The reasons why so many young adults choose not to vote are complex. The most recent ONS research into public attitudes towards politics reveals that propensity to vote is closely related to age: the likelihood of people saying they had no interest in politics fell steadily as they got older, while the share who agreed with the statement that they saw voting “as a civic duty” increased with age. It is also worth bearing in mind that in the current era young people are not the only ones who express a profound sense of skepticism towards institutional politics: the same ONS research found that just 24% of the entire UK population said that they “tended to trust” the government.

However, there is a danger that a certain proportion of young adults may end up not voting because they find they are no longer registered when they turn up at the polling station. The problem of administrative disenfranchisement has been exacerbated over the last year by the introduction of Individual Electoral Registration (IER), a new system under which it falls to individuals to register themselves rather than one member of a household being able to do it on behalf of everyone who lives there.

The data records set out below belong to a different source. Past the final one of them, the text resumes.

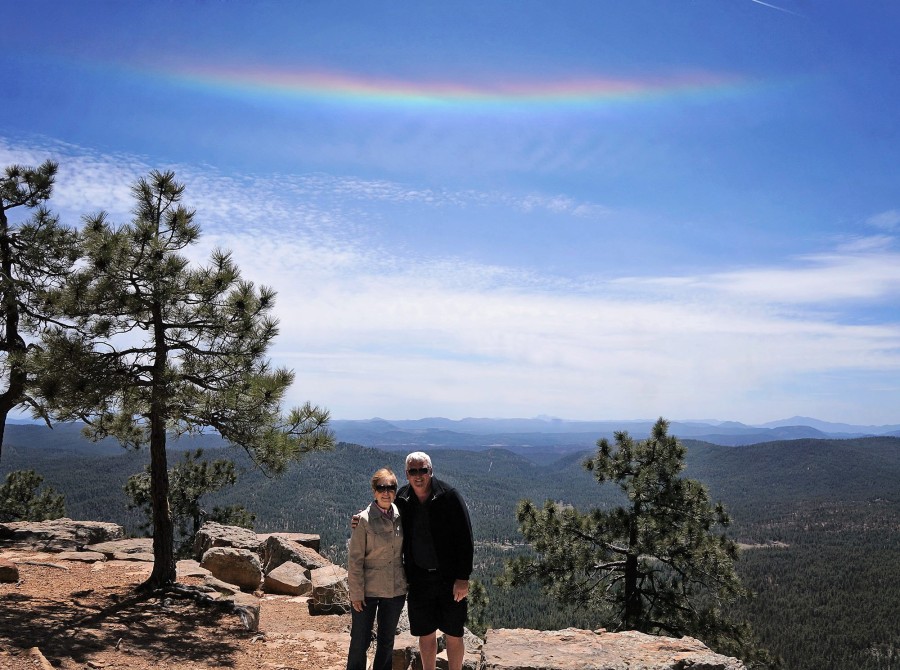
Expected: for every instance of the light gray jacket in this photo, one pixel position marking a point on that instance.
(375, 557)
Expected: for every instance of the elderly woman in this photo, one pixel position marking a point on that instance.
(376, 578)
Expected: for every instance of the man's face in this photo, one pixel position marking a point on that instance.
(419, 475)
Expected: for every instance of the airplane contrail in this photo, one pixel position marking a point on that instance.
(780, 9)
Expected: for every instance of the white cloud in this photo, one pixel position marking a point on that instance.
(374, 333)
(889, 220)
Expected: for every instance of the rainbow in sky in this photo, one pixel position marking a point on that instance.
(334, 88)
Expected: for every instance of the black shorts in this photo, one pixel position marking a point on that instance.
(431, 606)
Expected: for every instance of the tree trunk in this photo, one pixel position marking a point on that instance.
(12, 342)
(633, 604)
(163, 527)
(164, 573)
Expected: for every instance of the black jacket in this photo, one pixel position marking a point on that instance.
(451, 529)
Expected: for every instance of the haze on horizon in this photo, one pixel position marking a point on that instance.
(593, 210)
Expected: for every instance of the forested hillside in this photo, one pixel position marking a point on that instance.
(821, 519)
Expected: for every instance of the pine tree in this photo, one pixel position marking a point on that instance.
(159, 348)
(35, 256)
(190, 480)
(660, 564)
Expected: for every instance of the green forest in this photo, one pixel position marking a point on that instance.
(819, 521)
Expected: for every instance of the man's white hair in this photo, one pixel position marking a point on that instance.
(418, 456)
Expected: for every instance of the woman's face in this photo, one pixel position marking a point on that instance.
(385, 490)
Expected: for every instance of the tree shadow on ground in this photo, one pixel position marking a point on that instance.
(162, 627)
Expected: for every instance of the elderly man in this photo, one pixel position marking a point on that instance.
(437, 549)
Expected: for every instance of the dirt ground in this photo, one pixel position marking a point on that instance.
(88, 615)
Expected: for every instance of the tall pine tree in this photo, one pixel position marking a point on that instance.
(162, 348)
(36, 254)
(660, 564)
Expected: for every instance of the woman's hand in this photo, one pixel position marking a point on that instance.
(460, 589)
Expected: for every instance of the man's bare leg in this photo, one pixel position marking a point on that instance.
(428, 651)
(456, 649)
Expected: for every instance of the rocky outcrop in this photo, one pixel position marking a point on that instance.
(277, 550)
(310, 540)
(132, 549)
(289, 578)
(240, 567)
(574, 649)
(212, 534)
(9, 573)
(57, 535)
(330, 593)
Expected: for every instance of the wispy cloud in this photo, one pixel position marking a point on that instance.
(889, 220)
(375, 331)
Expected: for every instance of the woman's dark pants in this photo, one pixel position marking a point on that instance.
(387, 612)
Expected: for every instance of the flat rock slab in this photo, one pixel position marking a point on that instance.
(133, 549)
(190, 568)
(57, 535)
(83, 556)
(575, 649)
(310, 540)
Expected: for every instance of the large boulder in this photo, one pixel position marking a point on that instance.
(57, 535)
(240, 567)
(310, 540)
(574, 649)
(246, 607)
(289, 578)
(277, 550)
(212, 534)
(330, 592)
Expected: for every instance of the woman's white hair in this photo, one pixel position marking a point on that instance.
(419, 456)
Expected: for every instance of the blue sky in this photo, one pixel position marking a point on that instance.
(590, 210)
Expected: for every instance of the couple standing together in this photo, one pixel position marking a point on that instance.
(419, 536)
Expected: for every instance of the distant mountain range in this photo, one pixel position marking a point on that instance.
(559, 435)
(527, 436)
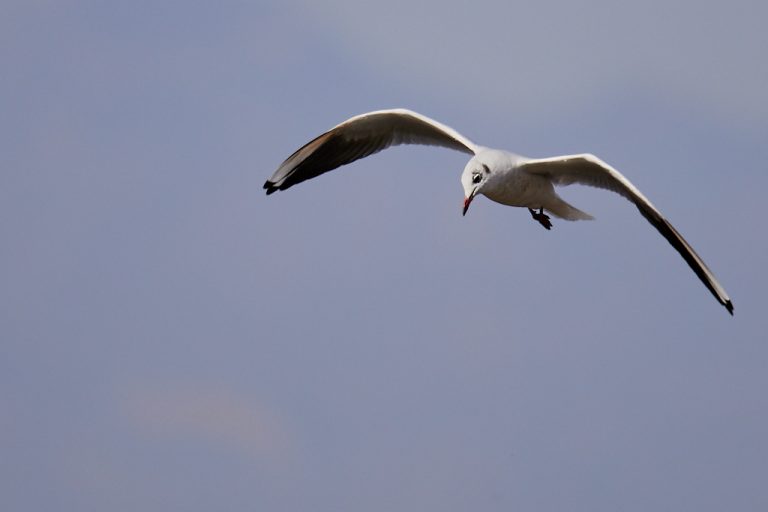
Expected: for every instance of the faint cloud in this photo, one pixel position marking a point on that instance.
(214, 415)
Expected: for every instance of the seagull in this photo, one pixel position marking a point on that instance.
(501, 176)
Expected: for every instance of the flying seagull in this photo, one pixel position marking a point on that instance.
(499, 175)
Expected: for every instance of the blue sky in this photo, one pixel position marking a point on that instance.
(170, 338)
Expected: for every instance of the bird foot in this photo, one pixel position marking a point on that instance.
(541, 217)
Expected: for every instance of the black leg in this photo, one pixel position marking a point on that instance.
(541, 217)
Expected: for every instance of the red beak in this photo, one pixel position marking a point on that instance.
(467, 200)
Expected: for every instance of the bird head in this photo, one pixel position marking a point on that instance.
(473, 179)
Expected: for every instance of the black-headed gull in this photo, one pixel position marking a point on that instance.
(501, 176)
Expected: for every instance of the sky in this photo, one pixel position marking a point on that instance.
(172, 339)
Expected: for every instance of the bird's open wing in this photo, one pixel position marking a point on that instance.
(361, 136)
(589, 170)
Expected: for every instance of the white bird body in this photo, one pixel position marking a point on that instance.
(501, 176)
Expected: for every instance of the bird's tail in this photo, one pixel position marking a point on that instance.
(563, 210)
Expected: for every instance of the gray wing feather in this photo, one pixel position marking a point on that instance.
(362, 136)
(589, 170)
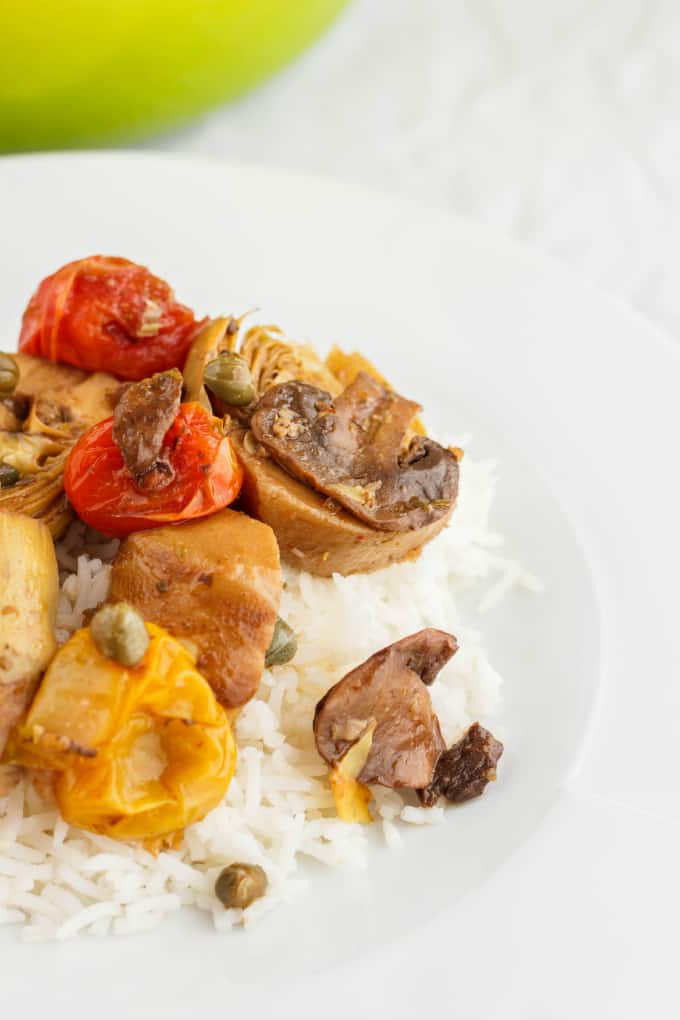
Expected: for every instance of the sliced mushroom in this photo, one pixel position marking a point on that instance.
(216, 337)
(142, 417)
(388, 691)
(464, 770)
(351, 449)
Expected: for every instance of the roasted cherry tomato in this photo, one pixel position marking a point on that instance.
(108, 314)
(206, 476)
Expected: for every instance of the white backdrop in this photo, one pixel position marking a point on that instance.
(556, 121)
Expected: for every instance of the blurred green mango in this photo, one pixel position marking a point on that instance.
(89, 71)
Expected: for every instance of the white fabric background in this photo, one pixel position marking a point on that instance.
(556, 121)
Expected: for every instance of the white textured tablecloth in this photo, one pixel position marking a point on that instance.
(556, 121)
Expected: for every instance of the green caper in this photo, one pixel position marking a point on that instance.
(228, 377)
(240, 884)
(8, 475)
(119, 633)
(283, 645)
(9, 374)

Data on the number of registered electors in England and Wales show that it fell by over 750,000 people during the period in which IER was implemented. Concerns had previously been raised that its implementation would disproportionately affect young adults because they are likely to change their address more frequently than older voters, for example if they are living at university away from home or in the private rented sector. The data reveal that several of the constituencies which saw the largest falls in the number of registered voters – such as Liverpool Riverside (where it fell by over 15%) and Newcastle upon Tyne East (-13.8%) – were also ones where a very high proportion of the population is aged 18–30.

National Voter Registration Drive

Clearly, it needs to be emphasised to young adults that they may have dropped off the electoral register because of IER without realising it. To be fair to the government, they are attempting to do something about this problem: this year parliament endorsed designating the week between 1 and 7 February as the National Voter Registration Drive, building on an event which has been held for the past few years under the auspices of political education charities such as Bite the Ballot.

Its goal was to educate people who aren’t registered to vote about why it is important for them to do so, and how easy it is now that it can be done via a simple online form. It is to be hoped that the 2016 National Voter Registration Drive persuaded a few of the UK’s disenfranchised young people to register, as this is the first step towards creating a more generationally balanced democracy in the UK.